The Schwartz
Cloud Report

Blog archive

IBM Wrestles Big Data with Cloudera Pact, Buys Vivisimo

Looking to shore up its big data strategy, IBM has formed a partnership with Cloudera, provider of the widely deployed distribution of Hadoop, the open-source data management platform for searching and analyzing structured and unstructured data distributed across large commodity compute and storage infrastructures.

IBM also announced Wednesday it has agreed to acquire Vivisimo, whose federated search and navigation software is used to analyze big data distributed across an enterprise. Terms were not disclosed. IBM made the two announcements together as it seeks to stake its position as a key player in the hotly contested market of big data analytics providers.

Big Blue is gunning to extend its analytics leadership beyond traditional data warehouses and marts, as it looks to let users analyze petabytes of data generated from content management repositories and less traditional sources including social media. IBM's rivals, including Oracle, EMC, Hewlett-Packard, Teradata, Microsoft and SAP as well as upstarts like Splunk, Hortonworks and even Cloudera are investing heavily in offering big data solutions.

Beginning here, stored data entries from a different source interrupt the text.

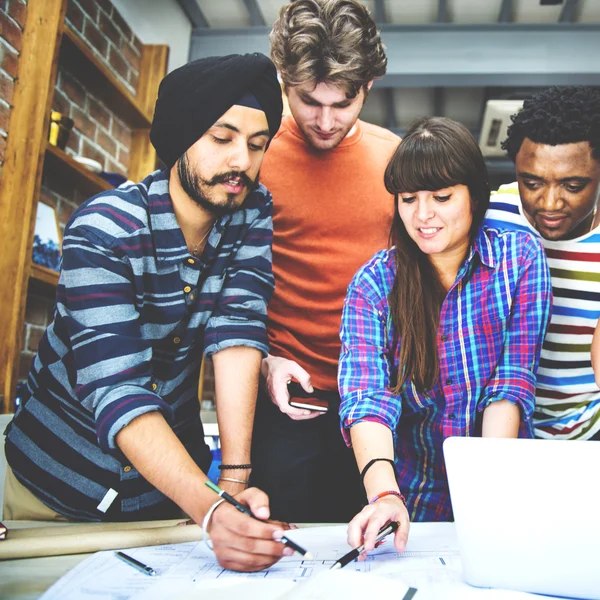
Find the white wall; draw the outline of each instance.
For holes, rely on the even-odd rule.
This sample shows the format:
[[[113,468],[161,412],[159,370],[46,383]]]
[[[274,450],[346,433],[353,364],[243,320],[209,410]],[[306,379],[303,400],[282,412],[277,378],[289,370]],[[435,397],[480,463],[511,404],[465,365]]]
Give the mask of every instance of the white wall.
[[[144,44],[167,44],[172,71],[189,60],[192,24],[176,0],[111,0]]]

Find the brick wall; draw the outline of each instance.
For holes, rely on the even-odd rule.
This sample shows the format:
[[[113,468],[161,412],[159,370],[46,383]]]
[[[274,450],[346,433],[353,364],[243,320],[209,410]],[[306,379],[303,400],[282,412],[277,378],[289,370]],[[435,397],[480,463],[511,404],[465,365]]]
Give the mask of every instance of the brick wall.
[[[18,22],[14,8],[12,11],[15,18],[10,16],[10,5],[19,1],[0,0],[0,9],[3,3],[8,5],[7,15],[2,23],[10,21],[11,32],[16,29]],[[4,17],[1,13],[0,16]],[[67,24],[80,35],[121,82],[135,93],[142,44],[113,5],[108,0],[69,0]],[[0,35],[4,31],[3,25]],[[16,39],[16,33],[11,35]],[[18,39],[20,40],[20,37]],[[2,48],[6,46],[7,44],[3,43]],[[11,66],[15,61],[12,57],[17,50],[18,48],[10,48],[10,53],[2,56],[3,71],[6,71],[4,57],[8,57],[6,61]],[[4,73],[0,71],[0,75],[4,76]],[[0,80],[0,95],[1,82],[2,80]],[[1,105],[0,100],[0,128],[2,127]],[[93,158],[100,162],[105,171],[127,174],[131,128],[98,98],[90,94],[68,70],[60,66],[52,108],[71,117],[74,121],[66,149],[69,154]],[[57,176],[51,169],[45,169],[42,175],[41,197],[56,208],[62,229],[77,206],[87,200],[87,196],[82,194],[68,178]],[[30,284],[19,369],[20,381],[27,377],[41,336],[52,321],[54,301],[54,294],[51,291],[45,291],[36,282]]]
[[[142,43],[109,0],[69,0],[67,23],[135,94]]]
[[[26,17],[26,0],[0,0],[0,178]]]

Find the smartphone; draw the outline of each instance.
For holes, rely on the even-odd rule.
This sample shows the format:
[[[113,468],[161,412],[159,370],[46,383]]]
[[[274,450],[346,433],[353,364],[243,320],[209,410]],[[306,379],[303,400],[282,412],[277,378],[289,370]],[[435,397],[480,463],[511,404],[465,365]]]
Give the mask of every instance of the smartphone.
[[[310,394],[297,381],[290,381],[288,383],[288,392],[290,394],[289,405],[294,408],[305,408],[322,413],[326,413],[329,410],[329,402],[319,390],[315,390]]]

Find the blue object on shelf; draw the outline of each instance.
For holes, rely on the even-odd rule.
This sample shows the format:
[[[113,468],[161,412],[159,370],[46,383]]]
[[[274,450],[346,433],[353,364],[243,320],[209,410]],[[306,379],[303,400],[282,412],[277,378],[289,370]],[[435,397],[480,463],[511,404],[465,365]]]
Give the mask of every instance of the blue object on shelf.
[[[114,185],[115,187],[120,186],[122,183],[127,181],[127,177],[125,175],[121,175],[121,173],[108,173],[107,171],[101,171],[98,173],[102,179],[108,181],[110,185]]]

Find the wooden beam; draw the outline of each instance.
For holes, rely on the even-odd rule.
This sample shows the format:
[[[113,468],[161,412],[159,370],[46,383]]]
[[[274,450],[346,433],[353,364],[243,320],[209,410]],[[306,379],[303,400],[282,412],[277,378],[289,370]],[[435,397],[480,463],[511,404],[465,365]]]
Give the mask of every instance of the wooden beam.
[[[513,0],[502,0],[500,12],[498,13],[498,23],[512,23],[513,20]]]
[[[448,2],[447,0],[438,0],[437,23],[448,23]]]
[[[196,0],[177,0],[177,2],[194,29],[198,27],[210,27],[210,23],[207,21]]]
[[[384,24],[387,22],[385,0],[375,0],[375,23]]]
[[[262,12],[260,12],[260,7],[256,0],[244,0],[244,4],[250,15],[250,25],[252,25],[252,27],[264,27],[267,22],[265,21]]]
[[[0,185],[0,239],[3,244],[0,253],[0,393],[3,412],[13,408],[35,207],[66,5],[66,0],[29,0],[27,3],[19,77],[15,81]]]
[[[579,9],[579,0],[566,0],[560,16],[558,17],[559,23],[575,23],[577,21],[577,12]]]

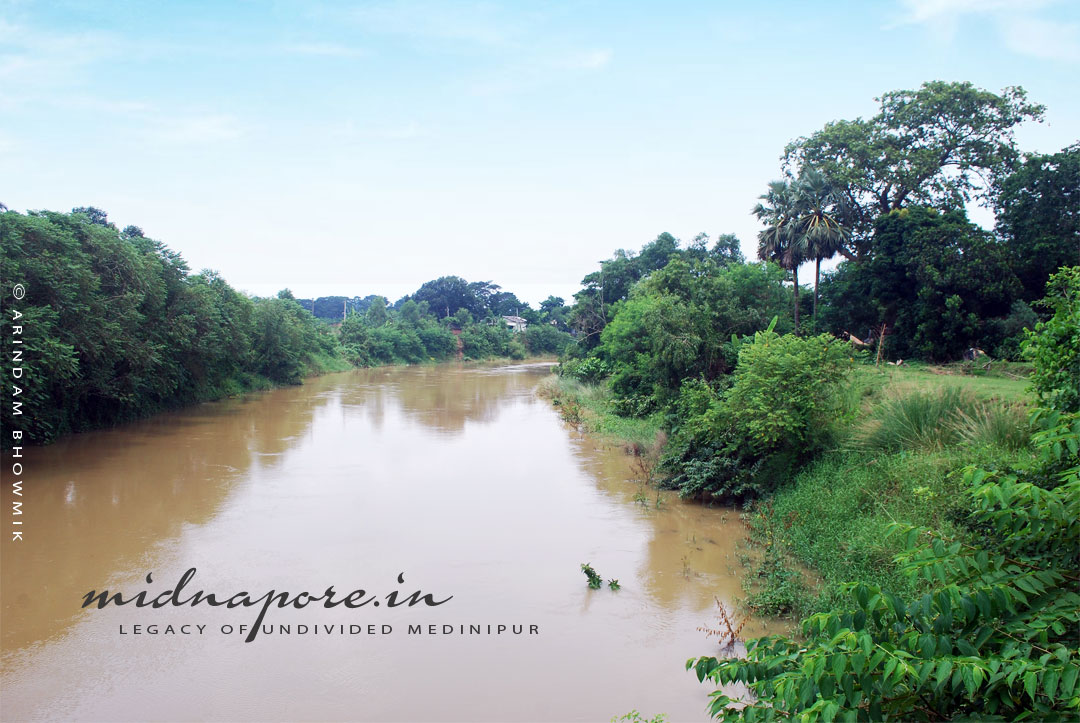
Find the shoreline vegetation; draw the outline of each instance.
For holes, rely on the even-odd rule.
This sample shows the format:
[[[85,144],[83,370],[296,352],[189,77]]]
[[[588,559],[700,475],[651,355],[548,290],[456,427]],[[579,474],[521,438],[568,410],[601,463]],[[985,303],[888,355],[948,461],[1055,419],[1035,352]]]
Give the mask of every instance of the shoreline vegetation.
[[[714,717],[1074,718],[1080,145],[1020,153],[1043,109],[1019,88],[879,101],[784,150],[758,263],[705,234],[601,262],[539,391],[659,486],[741,508],[743,611],[802,620],[687,661]]]
[[[0,207],[0,267],[25,292],[0,319],[11,361],[0,381],[15,394],[0,422],[21,434],[4,435],[5,448],[333,371],[550,358],[571,341],[562,299],[534,310],[496,284],[456,276],[394,304],[368,296],[338,306],[343,297],[297,300],[288,289],[249,297],[91,207]],[[348,313],[311,311],[332,307]]]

IBM said it will integrate the Cloudera Distribution of Hadoop (CDH) and Cloudera Manager with the IBM open source big data platform, called InfoSphere BigInsights, available both as software on premises and in the cloud. The goal is to enable IBM customers and partners to run BigInsights within CDH and Cloud Manager and allow them to build on top of it.

"Our intention is not to compete directly with Cloudera, it's to build value on top," said David Corrigan, IBM's director of information management strategy. "We struck this partnership with Cloudera and ensured our BigInsights components, advanced components for workload optimization or development environments, would actually leverage the Cloudera open source distribution instead of our own."

Corrigan said Cloudera customers can run IBM's analytics tools, enabling them to extend and take advantage of IBM's big data capabilities, which include enterprise integration, support for real-time analysis of streamed data and extended parallel processing and workload management.

Meanwhile, IBM's move to acquire Pittsburgh-based Vivisimo gives it software that enables federated discovery and navigation of big data. The software allows users to search structured and unstructured data -- typically massive amounts of content -- across disparate systems and allows for the analysis of the data without moving it, Corrigan explained. Instead of moving the data, the software indexes it, assigns relevance and lets users analyze it. "You don't have to move the data into a new location to get a sense of its value," he said. "Leave it in place, therefore it's a faster time to value."

Forrester analyst Boris Evelson said in a blog post data discovery is an important but first step in the BI and analytics cycle. "Once you discover a pattern using a product like Vivisimo, you may need to productionalize or persist your findings in a traditional DW, and then build reports and dashboards for further analysis using traditional BI technologies."

Posted by Jeffrey Schwartz on April 26, 2012